Here’s a look at the life of Venezuelan President Nicolás Maduro.
Personal:
Birth date: November 23, 1962
Birth place: Caracas, Venezuela
Birth name: Nicolás Maduro Moros
Parents: Names unknown publicly
Marriage: Cilia Flores
Children: Nicolás Jr.
Other Facts:
Worked as a bus driver for Caracas Metro and belonged to the transit union.
Maduro campaigned for Hugo Chavez’s release from prison for the 1992 attempted coup to overthrow President Carlos Andres Perez.
After Chavez’s release, Maduro helped him found the political party Fifth Republic Movement.
Timeline:
1983 – Bodyguard for presidential hopeful Jose Vicente Rangel.
1992 – Is introduced to Hugo Chavez.
1999 – Maduro is elected to the National Constituent Assembly, the body convened to draft a new constitution.
2000 – Is elected to the National Assembly, the country’s legislative branch of government
2005-2006 – Serves as Speaker of the National Assembly.
2006-2013 – Serves as Foreign Minister.
October 12, 2012 – Is selected by President Chavez to serve as his vice president.
December 9, 2012 – Facing his fourth surgery for cancer, Chavez endorses Maduro to succeed him.
March 8, 2013 – Is sworn in as interim president following the death of Chavez three days earlier.
April 14, 2013 – Wins the presidential election by fewer than two percentage points over Henrique Capriles Radonski.
April 19, 2013 – Maduro is sworn in a day after the National Electoral Council announces plans to complete an audit of votes cast in the April 14 election “to preserve a climate of harmony between Venezuelans.”
September 30, 2013 – Maduro announces on state-run VTV that he is expelling three US diplomats. He claims they were involved in a widespread power outage earlier in the month. “Get out of Venezuela,” he says, listing several names. “Yankee go home. Enough abuses already.”
February 12, 2014 – Student protests in Venezuela that started earlier in the month attract global attention when three people are killed. Major social and economic problems have fueled the protests, with some blaming Venezuela’s government for those problems.
February 20, 2014 – Venezuela revokes press credentials for CNN journalists in the country and denies them for other CNN journalists entering the country, following Maduro’s announcement that he would expel CNN if it did not “rectify” its coverage of anti-government protests, calling it war propaganda.
February 21, 2014 – Maduro calls for US President Barack Obama to “accept the challenge” of holding direct talks with Venezuela.

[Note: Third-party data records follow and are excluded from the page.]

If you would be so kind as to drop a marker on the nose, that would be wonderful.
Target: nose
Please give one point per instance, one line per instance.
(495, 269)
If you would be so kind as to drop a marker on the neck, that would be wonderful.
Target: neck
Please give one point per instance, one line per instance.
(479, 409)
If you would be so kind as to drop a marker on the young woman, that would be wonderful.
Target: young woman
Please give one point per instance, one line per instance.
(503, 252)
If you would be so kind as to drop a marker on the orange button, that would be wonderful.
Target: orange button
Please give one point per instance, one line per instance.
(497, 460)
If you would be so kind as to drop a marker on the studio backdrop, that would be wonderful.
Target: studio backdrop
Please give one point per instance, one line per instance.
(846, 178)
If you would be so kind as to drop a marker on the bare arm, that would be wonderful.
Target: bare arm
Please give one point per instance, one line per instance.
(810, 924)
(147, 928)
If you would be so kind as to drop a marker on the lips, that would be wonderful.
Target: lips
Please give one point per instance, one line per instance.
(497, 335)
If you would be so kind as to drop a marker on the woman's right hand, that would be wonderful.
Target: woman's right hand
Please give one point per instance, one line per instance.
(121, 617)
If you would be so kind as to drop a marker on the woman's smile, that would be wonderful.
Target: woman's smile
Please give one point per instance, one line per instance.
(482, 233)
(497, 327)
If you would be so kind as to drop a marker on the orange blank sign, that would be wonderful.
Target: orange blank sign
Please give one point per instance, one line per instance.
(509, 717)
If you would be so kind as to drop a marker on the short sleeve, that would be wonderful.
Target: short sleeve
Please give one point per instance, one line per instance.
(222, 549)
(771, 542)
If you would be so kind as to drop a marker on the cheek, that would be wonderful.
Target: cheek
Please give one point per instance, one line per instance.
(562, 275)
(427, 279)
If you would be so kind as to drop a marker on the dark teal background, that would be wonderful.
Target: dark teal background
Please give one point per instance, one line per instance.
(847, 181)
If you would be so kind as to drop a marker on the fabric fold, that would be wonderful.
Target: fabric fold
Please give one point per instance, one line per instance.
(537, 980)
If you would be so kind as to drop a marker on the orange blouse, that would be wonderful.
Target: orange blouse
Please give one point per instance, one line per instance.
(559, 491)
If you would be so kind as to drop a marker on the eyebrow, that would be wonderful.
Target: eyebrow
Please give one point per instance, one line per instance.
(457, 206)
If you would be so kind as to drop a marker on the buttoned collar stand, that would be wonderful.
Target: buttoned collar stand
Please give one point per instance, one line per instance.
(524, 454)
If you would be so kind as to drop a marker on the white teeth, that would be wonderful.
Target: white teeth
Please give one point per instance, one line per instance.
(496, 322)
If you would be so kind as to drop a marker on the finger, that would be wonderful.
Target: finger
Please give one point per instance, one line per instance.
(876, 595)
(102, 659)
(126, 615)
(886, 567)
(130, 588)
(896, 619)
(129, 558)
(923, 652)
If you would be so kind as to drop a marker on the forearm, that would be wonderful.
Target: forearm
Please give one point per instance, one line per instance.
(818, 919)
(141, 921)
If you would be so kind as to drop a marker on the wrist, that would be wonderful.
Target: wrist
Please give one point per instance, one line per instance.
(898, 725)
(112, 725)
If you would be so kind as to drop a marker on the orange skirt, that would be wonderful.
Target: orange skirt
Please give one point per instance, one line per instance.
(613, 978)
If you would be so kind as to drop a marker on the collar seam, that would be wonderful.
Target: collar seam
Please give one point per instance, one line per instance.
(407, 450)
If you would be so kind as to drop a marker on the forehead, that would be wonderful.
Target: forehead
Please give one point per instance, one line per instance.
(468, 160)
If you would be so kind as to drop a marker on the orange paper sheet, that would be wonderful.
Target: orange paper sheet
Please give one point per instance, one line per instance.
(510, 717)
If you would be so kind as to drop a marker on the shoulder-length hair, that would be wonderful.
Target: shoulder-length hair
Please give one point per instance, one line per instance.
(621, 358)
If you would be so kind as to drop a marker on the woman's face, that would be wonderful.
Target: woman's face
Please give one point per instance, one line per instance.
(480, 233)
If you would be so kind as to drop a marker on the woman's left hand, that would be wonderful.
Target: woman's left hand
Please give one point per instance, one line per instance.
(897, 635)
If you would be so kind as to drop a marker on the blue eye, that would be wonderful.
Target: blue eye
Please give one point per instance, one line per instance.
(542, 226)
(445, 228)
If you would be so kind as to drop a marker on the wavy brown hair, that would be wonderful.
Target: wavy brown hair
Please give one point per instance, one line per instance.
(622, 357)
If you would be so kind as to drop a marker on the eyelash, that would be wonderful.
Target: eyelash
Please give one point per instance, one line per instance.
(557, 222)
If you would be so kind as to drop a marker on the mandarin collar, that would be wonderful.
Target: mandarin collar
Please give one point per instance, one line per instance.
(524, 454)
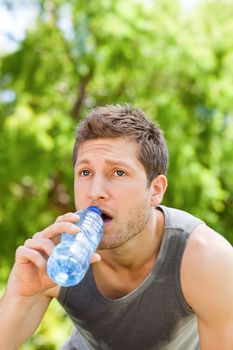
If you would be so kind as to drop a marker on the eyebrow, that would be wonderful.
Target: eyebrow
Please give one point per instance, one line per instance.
(107, 161)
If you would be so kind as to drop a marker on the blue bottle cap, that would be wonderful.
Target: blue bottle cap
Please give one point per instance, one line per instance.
(95, 209)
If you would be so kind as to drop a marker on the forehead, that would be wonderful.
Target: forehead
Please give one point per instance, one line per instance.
(112, 148)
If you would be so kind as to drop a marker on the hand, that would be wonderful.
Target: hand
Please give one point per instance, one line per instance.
(29, 274)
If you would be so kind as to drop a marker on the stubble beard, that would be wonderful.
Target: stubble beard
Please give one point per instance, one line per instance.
(135, 222)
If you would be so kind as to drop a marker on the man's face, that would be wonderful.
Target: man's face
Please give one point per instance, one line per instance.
(109, 175)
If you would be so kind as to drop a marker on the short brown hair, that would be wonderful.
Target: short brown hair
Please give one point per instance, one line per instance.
(126, 121)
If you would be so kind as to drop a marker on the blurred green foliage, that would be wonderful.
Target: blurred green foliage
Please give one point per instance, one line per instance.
(175, 64)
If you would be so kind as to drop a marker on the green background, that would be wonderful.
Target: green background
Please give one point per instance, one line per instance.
(173, 62)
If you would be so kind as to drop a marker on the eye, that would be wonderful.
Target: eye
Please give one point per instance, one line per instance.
(85, 172)
(119, 173)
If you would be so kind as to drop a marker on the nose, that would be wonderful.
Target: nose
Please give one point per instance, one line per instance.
(98, 189)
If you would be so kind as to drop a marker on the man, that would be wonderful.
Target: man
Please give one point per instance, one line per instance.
(161, 280)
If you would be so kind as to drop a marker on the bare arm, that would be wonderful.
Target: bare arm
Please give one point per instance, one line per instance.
(29, 288)
(207, 282)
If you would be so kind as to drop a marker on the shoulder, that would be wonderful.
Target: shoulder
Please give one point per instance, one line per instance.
(207, 272)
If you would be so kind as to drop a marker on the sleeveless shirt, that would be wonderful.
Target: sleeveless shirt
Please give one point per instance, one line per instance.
(154, 316)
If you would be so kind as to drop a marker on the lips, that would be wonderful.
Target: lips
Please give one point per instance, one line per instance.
(106, 216)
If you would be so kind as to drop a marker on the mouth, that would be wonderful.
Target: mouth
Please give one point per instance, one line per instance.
(106, 217)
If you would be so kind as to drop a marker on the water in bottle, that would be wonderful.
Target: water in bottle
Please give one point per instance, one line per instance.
(70, 259)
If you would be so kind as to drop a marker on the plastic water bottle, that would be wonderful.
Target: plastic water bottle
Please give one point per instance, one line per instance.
(70, 259)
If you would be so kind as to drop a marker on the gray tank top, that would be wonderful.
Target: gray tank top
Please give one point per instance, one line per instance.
(154, 316)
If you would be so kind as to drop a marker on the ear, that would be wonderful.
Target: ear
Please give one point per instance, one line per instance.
(158, 188)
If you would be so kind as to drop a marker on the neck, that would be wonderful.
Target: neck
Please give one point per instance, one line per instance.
(140, 250)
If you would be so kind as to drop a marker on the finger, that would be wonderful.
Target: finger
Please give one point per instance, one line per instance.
(95, 258)
(41, 244)
(56, 229)
(26, 255)
(72, 217)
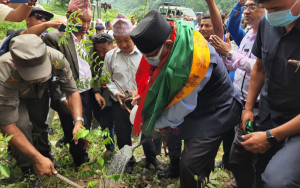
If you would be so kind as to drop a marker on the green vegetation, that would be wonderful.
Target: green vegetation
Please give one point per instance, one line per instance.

February 22, 2014 – Venezuela re-issues press credentials for CNN journalists in the country.
January 15, 2016 – Following the release of years of economic data, Maduro declares a state of “economic emergency.”
May 13, 2016 – Maduro declares a “constitutional state of emergency,” which expands on the “economic emergency” he declared in January.
October 30, 2016 – Maduro sits down to engage in talks with political opponents for the first time in two years, in order to find a compromise among Venezuelan political parties.
July 31, 2017 – US Treasury Department sanctions freeze Maduro’s assets subject to US jurisdiction and bar US citizens from dealing with him. This comes a day after elections are held for a new lawmaking body in Venezuela. The department says the National Constituent Assembly “aspires illegitimately to usurp the constitutional role of the democratically elected National Assembly, rewrite the constitution, and impose an authoritarian regime on the people of Venezuela.”